U.S. Calls on Russia to Destroy New Missile System

GENEVA (Reuters) —
U.S. Ambassador to the Conference on Disarmament Robert Wood. (Reuters/Denis Balibouse/File Photo)

The United States called on Russia on Monday to destroy a new cruise missile system which it said constituted a “direct violation” of the Intermediate-range Nuclear Forces (INF) Treaty, and accused Moscow of destabilizing global security.

“Unfortunately, the United States increasingly finds that Russia cannot be trusted to comply with its arms control obligations and that its coercive and malign actions around the globe have increased tensions,” Robert Wood, U.S. disarmament ambassador, told the U.N.-sponsored Conference on Disarmament.

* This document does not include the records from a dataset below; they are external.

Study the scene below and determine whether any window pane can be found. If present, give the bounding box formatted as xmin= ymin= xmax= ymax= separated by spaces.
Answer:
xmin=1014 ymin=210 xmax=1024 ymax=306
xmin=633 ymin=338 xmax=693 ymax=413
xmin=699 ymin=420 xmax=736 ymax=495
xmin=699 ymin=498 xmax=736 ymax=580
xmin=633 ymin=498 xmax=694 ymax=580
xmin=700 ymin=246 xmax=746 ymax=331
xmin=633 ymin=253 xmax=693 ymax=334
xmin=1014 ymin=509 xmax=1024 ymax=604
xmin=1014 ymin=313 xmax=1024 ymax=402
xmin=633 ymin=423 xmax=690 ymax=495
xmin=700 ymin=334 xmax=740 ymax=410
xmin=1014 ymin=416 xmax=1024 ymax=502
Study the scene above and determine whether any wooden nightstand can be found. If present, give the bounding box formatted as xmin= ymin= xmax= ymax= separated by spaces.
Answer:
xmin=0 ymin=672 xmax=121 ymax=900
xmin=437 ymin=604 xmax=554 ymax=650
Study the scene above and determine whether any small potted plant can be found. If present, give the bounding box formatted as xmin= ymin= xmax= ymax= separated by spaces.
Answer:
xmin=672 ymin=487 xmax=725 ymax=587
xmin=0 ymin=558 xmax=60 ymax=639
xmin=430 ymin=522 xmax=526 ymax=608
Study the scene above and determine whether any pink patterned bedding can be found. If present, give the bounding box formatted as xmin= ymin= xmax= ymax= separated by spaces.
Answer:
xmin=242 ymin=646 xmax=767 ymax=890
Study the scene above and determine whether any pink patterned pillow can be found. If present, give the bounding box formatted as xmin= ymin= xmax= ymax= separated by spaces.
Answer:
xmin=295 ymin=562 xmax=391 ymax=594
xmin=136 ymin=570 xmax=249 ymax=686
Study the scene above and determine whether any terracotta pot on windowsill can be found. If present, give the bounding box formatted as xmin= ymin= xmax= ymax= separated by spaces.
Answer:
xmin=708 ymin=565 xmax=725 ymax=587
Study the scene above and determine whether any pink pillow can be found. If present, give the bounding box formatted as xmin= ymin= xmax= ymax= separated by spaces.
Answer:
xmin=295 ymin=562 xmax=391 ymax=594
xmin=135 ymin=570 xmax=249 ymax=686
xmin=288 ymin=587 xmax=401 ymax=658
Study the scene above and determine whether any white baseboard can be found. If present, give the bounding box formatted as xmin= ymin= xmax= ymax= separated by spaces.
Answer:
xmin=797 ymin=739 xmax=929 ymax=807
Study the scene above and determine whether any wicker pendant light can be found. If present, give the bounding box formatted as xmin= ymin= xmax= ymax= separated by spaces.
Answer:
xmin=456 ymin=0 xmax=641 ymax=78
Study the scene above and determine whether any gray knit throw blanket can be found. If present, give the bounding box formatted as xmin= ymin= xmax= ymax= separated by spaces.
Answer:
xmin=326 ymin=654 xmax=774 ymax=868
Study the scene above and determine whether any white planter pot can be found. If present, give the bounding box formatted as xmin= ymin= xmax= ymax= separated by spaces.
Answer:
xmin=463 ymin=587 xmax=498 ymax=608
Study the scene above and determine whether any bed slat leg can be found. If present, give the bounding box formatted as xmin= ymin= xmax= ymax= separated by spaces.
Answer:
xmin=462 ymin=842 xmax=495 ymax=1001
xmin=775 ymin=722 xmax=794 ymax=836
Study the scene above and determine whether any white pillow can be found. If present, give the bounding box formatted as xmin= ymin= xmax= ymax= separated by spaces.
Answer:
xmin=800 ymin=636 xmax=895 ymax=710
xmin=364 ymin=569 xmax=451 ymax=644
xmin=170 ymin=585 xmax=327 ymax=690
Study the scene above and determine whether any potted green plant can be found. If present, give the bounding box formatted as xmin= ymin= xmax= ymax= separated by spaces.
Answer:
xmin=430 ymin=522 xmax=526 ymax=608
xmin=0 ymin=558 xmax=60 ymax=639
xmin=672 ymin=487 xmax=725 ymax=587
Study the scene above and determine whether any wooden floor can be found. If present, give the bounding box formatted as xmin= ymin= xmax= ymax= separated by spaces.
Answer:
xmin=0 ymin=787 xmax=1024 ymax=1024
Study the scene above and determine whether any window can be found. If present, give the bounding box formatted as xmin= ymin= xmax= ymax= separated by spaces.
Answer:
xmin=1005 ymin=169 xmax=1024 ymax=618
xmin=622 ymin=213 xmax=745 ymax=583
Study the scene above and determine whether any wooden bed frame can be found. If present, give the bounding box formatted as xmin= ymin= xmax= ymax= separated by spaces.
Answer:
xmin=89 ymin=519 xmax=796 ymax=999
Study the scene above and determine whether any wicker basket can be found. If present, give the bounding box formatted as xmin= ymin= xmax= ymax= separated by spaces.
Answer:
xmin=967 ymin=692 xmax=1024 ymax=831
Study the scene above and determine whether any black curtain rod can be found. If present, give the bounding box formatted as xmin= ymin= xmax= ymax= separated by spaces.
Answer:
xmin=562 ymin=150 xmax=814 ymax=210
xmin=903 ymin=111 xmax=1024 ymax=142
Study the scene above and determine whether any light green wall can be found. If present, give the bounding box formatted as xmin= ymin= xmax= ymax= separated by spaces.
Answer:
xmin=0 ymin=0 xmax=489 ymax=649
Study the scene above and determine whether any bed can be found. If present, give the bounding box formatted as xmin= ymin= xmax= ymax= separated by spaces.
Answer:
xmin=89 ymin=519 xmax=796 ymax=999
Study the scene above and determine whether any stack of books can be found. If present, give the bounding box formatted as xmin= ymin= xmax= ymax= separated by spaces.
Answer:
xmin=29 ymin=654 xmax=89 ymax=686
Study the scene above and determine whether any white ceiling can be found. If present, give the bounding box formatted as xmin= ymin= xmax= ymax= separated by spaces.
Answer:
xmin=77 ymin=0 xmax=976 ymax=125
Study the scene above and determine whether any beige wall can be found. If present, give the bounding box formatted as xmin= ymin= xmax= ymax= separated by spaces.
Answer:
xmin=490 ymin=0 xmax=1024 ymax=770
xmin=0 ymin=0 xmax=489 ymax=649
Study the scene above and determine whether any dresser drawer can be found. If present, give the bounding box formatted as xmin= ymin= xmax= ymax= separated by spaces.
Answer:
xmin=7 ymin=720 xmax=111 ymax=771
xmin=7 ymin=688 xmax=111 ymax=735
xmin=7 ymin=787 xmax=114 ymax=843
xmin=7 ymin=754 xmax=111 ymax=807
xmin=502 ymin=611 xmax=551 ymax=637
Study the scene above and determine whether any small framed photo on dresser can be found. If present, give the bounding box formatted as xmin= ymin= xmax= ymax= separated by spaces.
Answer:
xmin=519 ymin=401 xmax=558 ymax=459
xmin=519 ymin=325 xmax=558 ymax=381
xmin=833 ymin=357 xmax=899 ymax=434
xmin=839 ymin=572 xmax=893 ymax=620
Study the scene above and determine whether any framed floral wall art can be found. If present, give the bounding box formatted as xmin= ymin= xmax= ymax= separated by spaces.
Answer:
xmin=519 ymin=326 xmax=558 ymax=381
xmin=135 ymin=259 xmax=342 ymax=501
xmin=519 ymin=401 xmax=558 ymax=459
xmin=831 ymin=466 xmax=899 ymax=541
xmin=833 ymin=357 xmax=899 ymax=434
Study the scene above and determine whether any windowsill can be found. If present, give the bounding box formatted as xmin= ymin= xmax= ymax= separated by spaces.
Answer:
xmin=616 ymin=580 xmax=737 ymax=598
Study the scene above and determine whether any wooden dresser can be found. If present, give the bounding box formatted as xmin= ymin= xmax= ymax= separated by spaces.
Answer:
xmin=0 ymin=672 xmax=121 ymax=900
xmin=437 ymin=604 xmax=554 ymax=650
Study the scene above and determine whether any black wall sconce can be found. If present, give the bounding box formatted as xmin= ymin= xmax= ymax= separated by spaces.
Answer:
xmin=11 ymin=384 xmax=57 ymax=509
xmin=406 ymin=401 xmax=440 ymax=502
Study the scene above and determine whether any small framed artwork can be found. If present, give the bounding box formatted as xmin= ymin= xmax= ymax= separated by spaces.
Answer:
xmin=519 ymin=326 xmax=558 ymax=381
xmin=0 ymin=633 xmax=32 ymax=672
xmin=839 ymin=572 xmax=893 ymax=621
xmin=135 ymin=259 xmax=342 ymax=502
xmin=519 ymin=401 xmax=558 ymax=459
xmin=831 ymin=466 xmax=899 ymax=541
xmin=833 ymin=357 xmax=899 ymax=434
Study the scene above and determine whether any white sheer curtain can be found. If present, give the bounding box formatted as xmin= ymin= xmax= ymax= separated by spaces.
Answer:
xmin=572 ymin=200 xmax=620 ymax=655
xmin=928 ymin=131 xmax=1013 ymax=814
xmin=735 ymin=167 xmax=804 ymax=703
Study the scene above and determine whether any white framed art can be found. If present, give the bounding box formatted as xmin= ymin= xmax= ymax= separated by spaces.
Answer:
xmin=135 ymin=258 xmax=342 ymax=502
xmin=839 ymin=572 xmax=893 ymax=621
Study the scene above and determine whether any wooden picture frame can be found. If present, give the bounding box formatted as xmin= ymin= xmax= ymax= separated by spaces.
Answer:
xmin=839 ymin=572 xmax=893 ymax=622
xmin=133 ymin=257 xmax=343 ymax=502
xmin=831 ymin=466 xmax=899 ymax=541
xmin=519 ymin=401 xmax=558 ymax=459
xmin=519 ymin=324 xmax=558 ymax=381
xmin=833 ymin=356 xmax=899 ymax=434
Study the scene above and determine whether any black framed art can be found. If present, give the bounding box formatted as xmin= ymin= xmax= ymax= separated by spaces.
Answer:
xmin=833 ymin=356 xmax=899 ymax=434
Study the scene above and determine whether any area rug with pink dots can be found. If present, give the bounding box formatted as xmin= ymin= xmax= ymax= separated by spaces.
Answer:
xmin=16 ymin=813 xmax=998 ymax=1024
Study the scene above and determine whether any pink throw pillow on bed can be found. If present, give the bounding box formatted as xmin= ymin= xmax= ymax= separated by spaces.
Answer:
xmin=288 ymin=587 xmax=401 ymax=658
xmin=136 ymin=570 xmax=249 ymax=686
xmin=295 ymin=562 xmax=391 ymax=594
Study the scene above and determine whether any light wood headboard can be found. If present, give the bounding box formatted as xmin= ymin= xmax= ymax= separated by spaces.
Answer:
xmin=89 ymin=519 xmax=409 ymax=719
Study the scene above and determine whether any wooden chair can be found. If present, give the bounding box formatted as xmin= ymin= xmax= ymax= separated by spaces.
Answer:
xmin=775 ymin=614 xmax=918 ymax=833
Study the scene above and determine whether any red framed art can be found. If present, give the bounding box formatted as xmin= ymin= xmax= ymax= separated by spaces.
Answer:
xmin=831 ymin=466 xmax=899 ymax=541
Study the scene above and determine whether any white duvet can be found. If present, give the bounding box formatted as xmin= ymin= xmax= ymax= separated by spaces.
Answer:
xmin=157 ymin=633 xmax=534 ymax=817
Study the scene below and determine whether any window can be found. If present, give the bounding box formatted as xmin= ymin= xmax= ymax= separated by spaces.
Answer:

“Russia must verifiably destroy all SSC-8 missiles, launchers and associated equipment in order to come back into compliance with the INF Treaty,” he said, reiterating the Trump administration’s plan to withdraw from the 1987 pact in early February.

The INF treaty, negotiated by then-President Ronald Reagan and Soviet leader Mikhail Gorbachev and ratified by the U.S. Senate, eliminated the medium-range missile arsenals of the world’s two biggest nuclear powers and reduced their ability to launch a nuclear strike at short notice.

The treaty bans land-based missiles with a range between 300-3,400 miles.

“Russia must come back into compliance,” NATO Secretary General Jens Stoltenberg told Reuters after a meeting at NATO last week.

But he said the alliance now needed to be prepared for the collapse of the INF treaty and that he had asked military authorities to look into the consequences, although he declined to go into details.

European allies are worried about the deployment of U.S. missiles in Europe, as happened in the 1980s, while being caught up in nuclear competition between Moscow and Washington.

“This is part of a pattern where Russia is investing in, modernizing, exercising and testing nuclear weapons,” Stoltenberg told Reuters. “I think the whole idea is for Russia to try to be able to reestablish a sphere of influence where they can try to intimidate and control some of their neighbors.”

Russia denies any such strategy and accuses President Donald Trump of using Moscow as a pretext to quit the INF.

Last Wednesday, Russian Foreign Minister Sergei Lavrov said Moscow was ready to save the pact and the United States had not properly considered Moscow’s proposals and prevent a new arms race in Europe.

Moscow says the range puts them outside the treaty and the distance they can fly is not as long as Washington alleges, meaning Moscow is fully compliant with the INF.